With that said, one does have to question the fact that after the game he was able to talk to a pair of media outlets and voice his displeasure with some of the criticism that he's taken, and more specifically how that criticism impacts his players. Without knowing the exact extent of Davis' illness, you'd think that if the head coach was too sick to make it to the game, he'd also be too sick to field reporters' questions as well.

What I Found Most Impressive…Indiana did dig itself a big hole early, but considering everything that's been going on as of late, the team did show some resiliency in the game's final eight minutes. Indiana was down 16 with 8:21 on the clock, but managed to claw its way back. Ultimately, Indiana had two different possessions with an opportunity to tie the game in the game's final minute.

In the end that resiliency wasn't enough to overcome the slow start, and Assistant Head Coach Donnie Marsh talked about how this team is still failing to grasp the need to play for a full 40 minutes every time out. But there was every reason for Indiana to fold in the closing minutes and blame the loss on all of the turmoil that they've dealt with in recent days. They didn't do that, though, which leaves the door open for some sort of turnaround on Wednesday when IU travels to University Park, Penn., to face Penn State.

Marshall Strickland on Iowa:
"They're a tough team. They have so many weapons inside with Brunner and outside with shooters. They stretched us out."

Strickland on the impact of the coaching rumors: "It's nothing new. It's always something. We just try to keep a tight circle, and we'll fight to the end.."

Donnie Marsh on what needs to change:
"We've got to work past some slow starts and some individual slow starts to be able to put ourselves in a position against good teams where we can not just compete, but we have a chance to win."

Donnie Marsh on what unfolded in the morning with Davis' health: "He and I talked probably about five times this morning. I think I was up at 6:45, and we talked early. We talked right before pre-game meals early at 8:30, and he said, 'I don't think I'm going to make pre-game. I'm just going to try to ride it out and can be there at 10:30.' We talked again at 10:30, and he was actually feeling worse. Then we talked right before the guys came back in for pre-game, which is about 40 minutes before tip, and I asked, 'How are you feeling?' And he said, 'I just don't think I can make it.' He said, 'Just run with it. You know our stuff and you and Kerry and Coach Green can handle it.' We gave him a call at halftime to get his observations on what we were doing right and what we weren't doing right, and he made some suggestions. So we tried to implement some of those in the second half."
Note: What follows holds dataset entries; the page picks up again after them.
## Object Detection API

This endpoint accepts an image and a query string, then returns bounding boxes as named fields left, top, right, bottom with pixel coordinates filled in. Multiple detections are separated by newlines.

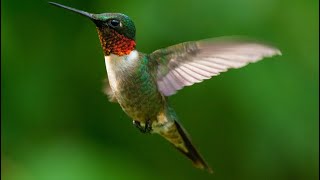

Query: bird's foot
left=133, top=120, right=152, bottom=134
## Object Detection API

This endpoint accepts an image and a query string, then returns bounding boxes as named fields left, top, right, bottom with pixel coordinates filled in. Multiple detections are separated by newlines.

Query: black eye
left=108, top=19, right=120, bottom=27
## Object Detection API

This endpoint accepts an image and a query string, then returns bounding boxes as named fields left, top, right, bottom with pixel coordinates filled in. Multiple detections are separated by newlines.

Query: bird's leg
left=144, top=119, right=152, bottom=133
left=133, top=120, right=152, bottom=134
left=133, top=120, right=144, bottom=132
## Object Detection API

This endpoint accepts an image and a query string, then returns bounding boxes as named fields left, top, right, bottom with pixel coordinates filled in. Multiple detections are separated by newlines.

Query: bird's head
left=49, top=2, right=136, bottom=56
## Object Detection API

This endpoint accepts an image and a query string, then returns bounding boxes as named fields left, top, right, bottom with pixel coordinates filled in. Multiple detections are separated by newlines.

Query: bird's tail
left=156, top=119, right=213, bottom=173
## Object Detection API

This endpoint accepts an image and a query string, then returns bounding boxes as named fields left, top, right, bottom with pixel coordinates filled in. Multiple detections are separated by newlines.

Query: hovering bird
left=49, top=2, right=281, bottom=173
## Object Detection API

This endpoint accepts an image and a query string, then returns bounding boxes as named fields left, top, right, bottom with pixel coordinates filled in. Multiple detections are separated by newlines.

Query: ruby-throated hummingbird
left=49, top=2, right=281, bottom=173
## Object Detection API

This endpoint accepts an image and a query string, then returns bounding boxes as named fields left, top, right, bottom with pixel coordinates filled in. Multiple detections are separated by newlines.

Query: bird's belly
left=105, top=53, right=163, bottom=122
left=117, top=91, right=160, bottom=121
left=115, top=77, right=163, bottom=122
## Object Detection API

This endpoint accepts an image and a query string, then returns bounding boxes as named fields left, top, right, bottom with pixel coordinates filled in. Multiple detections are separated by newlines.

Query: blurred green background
left=1, top=0, right=318, bottom=179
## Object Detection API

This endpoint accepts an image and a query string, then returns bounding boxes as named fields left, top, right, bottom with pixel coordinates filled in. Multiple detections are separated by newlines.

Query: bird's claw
left=133, top=120, right=152, bottom=133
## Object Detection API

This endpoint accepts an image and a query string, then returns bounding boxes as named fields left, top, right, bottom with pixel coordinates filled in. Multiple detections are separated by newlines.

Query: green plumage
left=109, top=53, right=164, bottom=123
left=104, top=50, right=212, bottom=172
left=50, top=2, right=280, bottom=173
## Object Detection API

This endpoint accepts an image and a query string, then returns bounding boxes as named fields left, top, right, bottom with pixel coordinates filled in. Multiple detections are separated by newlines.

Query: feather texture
left=149, top=37, right=281, bottom=96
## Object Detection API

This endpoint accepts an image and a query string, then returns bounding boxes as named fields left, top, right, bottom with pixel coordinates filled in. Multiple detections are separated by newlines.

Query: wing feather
left=149, top=37, right=281, bottom=96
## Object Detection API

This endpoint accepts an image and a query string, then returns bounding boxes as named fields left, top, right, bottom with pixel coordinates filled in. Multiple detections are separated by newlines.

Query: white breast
left=104, top=50, right=139, bottom=91
left=104, top=56, right=118, bottom=91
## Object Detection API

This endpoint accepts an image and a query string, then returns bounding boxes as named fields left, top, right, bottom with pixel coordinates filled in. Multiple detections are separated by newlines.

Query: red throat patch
left=97, top=28, right=136, bottom=56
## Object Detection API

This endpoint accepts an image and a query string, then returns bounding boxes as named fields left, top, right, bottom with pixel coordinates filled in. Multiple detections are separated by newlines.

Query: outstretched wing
left=149, top=37, right=281, bottom=96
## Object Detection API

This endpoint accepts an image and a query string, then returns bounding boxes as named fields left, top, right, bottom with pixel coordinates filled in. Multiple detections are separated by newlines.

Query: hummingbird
left=49, top=2, right=281, bottom=173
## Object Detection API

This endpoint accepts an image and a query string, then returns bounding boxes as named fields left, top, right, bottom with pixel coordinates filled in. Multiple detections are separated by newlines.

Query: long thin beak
left=49, top=2, right=97, bottom=21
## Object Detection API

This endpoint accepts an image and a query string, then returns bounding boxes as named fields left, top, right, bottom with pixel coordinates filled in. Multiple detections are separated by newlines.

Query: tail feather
left=174, top=121, right=213, bottom=173
left=157, top=120, right=213, bottom=173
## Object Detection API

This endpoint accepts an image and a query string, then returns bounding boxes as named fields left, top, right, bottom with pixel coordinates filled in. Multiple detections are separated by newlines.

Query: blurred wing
left=102, top=77, right=118, bottom=103
left=149, top=37, right=281, bottom=96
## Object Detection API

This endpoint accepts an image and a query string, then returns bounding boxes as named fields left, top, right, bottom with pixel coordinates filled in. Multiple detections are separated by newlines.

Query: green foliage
left=2, top=0, right=318, bottom=179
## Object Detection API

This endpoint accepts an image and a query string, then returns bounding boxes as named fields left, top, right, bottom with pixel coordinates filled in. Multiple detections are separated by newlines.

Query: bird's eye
left=108, top=19, right=121, bottom=28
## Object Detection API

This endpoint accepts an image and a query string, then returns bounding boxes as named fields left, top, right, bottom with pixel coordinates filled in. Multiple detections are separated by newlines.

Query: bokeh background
left=2, top=0, right=318, bottom=179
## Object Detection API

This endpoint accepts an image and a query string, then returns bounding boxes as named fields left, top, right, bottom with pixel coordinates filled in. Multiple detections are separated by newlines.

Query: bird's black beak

Donnie Marsh on what the subject of his conversation was with Davis after the game:
"It was, 'Man, I really wish I could have been there for the guys.' He said kind of watching it on television, he got a little bit of a different perspective than he would from the bench, and it was kind of like there is some juice that is just not there. We're kind of wandering around at times, so we talked about ways to address that. We talked about some things that we didn't get what we hoped to get from some of our guys that played pretty good minutes for us. Then we talked about preparation for Penn State and going on the road to Penn State."